Historical information

Cologne has been continuously populated since the time around the birth of Christ. A decree of Emperor Constantine from 321 attests the existence of the oldest Jewish community north of the Alps. Recent findings on the town hall square unveiled that the community existed without interruption until the Middle Ages. That is why the excavations presently rank among the most important archeological sites in Germany.

In Roman times, the Governor`s Palace, the Praetorium, represented the political-administrative centre of the region. Cologne was departure point for strongly frequented Roman long-distance roads such as the Via Belgica which led to Boulogne-sur-Mer in northern France. In the Middle Ages Cologne counted among the largest and most impressive cities north of the Alps, in later times it overtopped even Paris or London in importance. Today Cologne is the largest city and centre of the region North Rhine Westphalia.
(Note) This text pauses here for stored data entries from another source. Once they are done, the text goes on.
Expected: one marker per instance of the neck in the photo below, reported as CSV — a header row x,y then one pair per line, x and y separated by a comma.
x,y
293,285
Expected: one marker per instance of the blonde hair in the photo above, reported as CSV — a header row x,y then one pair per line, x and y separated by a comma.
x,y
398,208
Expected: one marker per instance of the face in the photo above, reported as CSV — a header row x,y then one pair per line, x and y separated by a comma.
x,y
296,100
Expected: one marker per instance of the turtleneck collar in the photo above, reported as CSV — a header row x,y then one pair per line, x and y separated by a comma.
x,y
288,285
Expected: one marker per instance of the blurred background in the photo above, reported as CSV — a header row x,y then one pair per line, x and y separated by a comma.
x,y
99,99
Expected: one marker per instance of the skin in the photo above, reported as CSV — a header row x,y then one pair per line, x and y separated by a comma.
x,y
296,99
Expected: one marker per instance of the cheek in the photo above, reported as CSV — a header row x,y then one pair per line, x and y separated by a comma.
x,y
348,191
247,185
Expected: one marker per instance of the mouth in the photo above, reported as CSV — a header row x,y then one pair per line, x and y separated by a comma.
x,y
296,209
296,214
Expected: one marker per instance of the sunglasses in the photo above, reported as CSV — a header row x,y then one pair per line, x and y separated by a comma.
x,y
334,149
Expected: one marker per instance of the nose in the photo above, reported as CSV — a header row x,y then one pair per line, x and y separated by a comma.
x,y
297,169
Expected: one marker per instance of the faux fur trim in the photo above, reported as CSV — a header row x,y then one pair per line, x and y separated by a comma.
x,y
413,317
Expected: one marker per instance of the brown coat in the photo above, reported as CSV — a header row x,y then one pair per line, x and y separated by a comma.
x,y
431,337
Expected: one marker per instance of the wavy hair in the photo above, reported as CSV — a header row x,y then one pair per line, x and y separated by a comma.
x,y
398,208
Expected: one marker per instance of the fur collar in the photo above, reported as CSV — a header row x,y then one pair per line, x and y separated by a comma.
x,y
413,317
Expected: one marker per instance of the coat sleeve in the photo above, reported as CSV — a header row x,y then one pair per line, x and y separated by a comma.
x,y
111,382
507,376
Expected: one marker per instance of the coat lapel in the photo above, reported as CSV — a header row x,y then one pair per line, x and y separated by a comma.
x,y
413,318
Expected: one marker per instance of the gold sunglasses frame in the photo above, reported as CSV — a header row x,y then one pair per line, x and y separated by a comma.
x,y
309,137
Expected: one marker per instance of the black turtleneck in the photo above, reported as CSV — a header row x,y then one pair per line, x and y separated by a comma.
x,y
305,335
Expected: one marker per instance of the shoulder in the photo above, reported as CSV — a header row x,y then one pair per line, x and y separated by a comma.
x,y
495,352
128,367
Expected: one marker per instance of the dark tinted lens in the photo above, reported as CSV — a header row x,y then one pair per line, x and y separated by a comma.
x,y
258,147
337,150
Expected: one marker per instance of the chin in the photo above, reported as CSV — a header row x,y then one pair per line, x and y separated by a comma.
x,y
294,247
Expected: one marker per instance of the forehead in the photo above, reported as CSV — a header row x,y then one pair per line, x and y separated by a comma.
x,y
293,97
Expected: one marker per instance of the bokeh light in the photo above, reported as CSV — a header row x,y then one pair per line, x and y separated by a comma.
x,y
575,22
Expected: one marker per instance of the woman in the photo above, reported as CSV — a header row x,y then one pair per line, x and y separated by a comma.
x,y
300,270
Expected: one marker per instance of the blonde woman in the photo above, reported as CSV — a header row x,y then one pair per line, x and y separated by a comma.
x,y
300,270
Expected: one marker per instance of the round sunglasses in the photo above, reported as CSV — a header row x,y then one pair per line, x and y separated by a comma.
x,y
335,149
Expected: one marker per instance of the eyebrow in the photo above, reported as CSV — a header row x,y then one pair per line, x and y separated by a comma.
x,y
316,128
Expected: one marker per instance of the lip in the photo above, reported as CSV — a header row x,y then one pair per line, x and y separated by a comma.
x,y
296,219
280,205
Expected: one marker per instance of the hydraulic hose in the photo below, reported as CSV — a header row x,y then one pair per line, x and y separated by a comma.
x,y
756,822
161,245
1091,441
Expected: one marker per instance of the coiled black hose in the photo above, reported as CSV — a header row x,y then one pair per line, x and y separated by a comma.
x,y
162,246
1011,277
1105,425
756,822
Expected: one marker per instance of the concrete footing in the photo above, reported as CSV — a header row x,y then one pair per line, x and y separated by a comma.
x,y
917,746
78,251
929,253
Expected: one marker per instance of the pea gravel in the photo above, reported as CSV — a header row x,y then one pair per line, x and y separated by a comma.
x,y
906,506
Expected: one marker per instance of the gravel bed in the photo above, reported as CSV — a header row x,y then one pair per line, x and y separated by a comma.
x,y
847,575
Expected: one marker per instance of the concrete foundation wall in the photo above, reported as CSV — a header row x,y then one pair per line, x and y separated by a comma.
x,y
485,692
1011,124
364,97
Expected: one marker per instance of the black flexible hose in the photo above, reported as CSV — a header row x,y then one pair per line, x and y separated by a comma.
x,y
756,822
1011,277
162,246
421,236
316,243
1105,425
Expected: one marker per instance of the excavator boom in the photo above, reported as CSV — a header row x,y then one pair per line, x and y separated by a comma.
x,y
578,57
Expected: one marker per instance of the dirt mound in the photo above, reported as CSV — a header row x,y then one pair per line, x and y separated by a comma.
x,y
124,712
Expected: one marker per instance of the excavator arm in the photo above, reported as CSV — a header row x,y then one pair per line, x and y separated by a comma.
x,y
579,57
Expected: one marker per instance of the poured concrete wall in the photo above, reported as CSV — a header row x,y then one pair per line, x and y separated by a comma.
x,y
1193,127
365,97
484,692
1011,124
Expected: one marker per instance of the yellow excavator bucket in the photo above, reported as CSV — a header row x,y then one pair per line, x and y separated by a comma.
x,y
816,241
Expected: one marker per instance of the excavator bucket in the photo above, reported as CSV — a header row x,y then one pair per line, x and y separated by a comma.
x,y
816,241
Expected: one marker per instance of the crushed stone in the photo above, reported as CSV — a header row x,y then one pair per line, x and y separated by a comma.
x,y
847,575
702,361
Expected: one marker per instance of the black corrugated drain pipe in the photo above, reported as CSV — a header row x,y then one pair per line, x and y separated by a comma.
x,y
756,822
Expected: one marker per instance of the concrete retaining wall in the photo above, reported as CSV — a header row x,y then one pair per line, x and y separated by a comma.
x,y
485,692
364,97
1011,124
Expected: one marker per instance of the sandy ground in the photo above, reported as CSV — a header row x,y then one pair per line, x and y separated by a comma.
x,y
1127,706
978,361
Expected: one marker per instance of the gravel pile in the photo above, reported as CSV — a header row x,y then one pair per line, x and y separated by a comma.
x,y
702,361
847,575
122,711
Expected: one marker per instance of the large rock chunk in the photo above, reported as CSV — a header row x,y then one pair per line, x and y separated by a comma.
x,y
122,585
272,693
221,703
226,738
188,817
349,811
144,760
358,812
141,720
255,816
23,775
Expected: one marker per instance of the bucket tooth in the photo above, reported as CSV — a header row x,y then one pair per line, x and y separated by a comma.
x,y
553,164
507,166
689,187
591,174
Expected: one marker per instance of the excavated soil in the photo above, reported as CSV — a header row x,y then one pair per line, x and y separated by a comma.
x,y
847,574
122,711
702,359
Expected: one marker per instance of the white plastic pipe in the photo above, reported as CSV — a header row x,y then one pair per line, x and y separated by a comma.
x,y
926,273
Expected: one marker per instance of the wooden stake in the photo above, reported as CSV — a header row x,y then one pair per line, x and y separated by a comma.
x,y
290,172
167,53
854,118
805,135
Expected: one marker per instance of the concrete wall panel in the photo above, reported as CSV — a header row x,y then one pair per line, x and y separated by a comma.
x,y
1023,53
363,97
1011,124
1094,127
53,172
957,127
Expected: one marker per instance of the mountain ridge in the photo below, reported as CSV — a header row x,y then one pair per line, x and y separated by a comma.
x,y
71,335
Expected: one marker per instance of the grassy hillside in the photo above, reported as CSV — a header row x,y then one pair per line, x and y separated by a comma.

The uninterrupted population of Cologne led to an overlapping of various structural layers dating back to most diverse époques. This makes the town hall square in Cologne a unique archeological site. Here, more than 2.000 year old monuments and evidences of historical events accumulate at one site. There is no other place where relicts of a Jewish quarter can be found atop of a Roman governor’s palace. The location is unique too: the ARCHEOLOGICAL ZONE JEWISH MUSEUM COLOGNE is situated right in the city centre and makes history visible.